Evolution est un projet photographique autour de la Femme enceinte débuté il y a plus de quatre ans. Inspirés par le passage de l’état de Femme à celui de mère.
Guylaine Coquet & Eric Perraud ont souhaité, par une démarche très structurée, apporter une vision nouvelle sur ce sujet, abordé souvent de façon traditionnelle.Le projet tire son originalité et sa matière de plusieurs éléments.
En premier lieu, l’association d’un homme et d’une femme photographes permet une vision multiple, très ouverte et sensible sur un moment unique. La diversité de ce regard s’exprime par des styles et des techniques très différentes, prises de vues Noir & Blanc en format 6X6 pour Guylaine Coquet, prises de vues couleur en format 24X36 pour Eric Perraud.
L’essentiel du projet est tiré en argentique même si les photographes n’hésitent pas à jouer autour des effets notamment nostalgiques du Polaroïd. Par ailleurs la nature du sujet, nécessairement inscrit dans la durée, permet aux deux artistes d’établir un lien particulier avec les Femmes photographiées qui expérimentent, souvent pour la première fois, le monde de la photo.

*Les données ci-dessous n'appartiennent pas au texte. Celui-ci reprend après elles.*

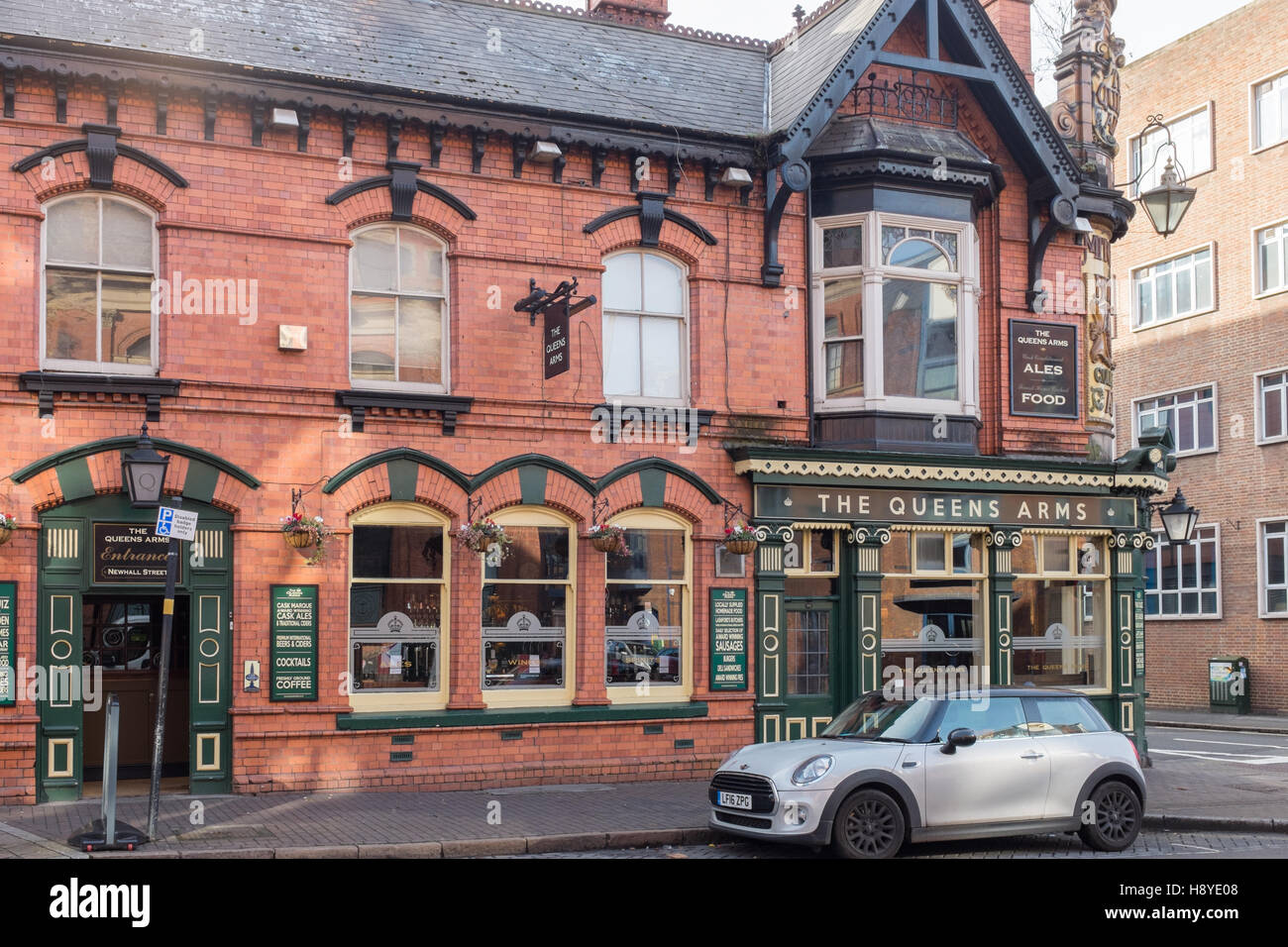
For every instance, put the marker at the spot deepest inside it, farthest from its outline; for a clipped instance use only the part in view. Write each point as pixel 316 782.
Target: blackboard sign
pixel 1043 369
pixel 728 639
pixel 8 674
pixel 557 341
pixel 130 554
pixel 294 643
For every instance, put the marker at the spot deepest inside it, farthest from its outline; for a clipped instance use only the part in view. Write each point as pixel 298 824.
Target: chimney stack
pixel 632 12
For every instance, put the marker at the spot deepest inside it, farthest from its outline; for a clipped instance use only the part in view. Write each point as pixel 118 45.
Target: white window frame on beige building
pixel 1185 389
pixel 1189 172
pixel 661 693
pixel 1216 290
pixel 1258 415
pixel 1257 290
pixel 399 513
pixel 1262 579
pixel 1253 125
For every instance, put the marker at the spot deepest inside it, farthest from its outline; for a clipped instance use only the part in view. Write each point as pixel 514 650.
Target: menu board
pixel 8 676
pixel 294 643
pixel 728 639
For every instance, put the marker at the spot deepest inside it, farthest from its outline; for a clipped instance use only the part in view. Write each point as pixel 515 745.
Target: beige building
pixel 1202 346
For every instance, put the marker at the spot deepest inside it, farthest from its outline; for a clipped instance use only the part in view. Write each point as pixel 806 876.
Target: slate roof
pixel 550 56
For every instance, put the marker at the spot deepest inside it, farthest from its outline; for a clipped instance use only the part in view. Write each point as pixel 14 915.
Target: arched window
pixel 99 260
pixel 645 329
pixel 648 628
pixel 398 313
pixel 399 607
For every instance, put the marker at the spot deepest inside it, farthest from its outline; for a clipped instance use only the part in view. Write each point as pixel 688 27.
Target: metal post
pixel 171 569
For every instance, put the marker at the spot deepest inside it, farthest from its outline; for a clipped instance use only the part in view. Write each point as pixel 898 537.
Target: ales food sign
pixel 1043 369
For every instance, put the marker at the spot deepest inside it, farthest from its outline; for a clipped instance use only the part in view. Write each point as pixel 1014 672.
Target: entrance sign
pixel 294 643
pixel 728 639
pixel 130 554
pixel 557 341
pixel 176 525
pixel 8 680
pixel 855 505
pixel 1043 368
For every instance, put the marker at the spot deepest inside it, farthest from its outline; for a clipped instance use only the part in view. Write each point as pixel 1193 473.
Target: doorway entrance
pixel 123 641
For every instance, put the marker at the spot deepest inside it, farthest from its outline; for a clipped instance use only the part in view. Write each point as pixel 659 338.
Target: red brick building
pixel 1202 346
pixel 294 241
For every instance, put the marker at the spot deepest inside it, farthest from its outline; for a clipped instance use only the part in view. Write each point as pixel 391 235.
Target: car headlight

D’ores et déjà, plus de vingt cinq jeunes femmes ont intégré ce projet permettant ainsi la réalisation de plusieurs centaines images exploitables. Il ne s’agit, en aucun cas, de modèles professionnels. Le lien qui s’établit passe par cet état particulier de la grossesse et la mise en valeur du corps au moment de cette évolution. La poésie et l’originalité des images sont l’aboutissement de la confiance et de la complicité tissées entre les photographes et leurs modèles.
Enfin dans ce processus, les lieux choisis tiennent une place significative agissant comme de véritables écrins pour chaque modèle. Les séances ont été réalisées dans des endroits caractéristiques du paysage Aixois : Atelier Cézanne, Pavillon Vendôme, Montagne Sainte Victoire, Villa Gallici, Hôtel du Pigonnet, Thermes Sextius, Théâtre du Jeu de Paume.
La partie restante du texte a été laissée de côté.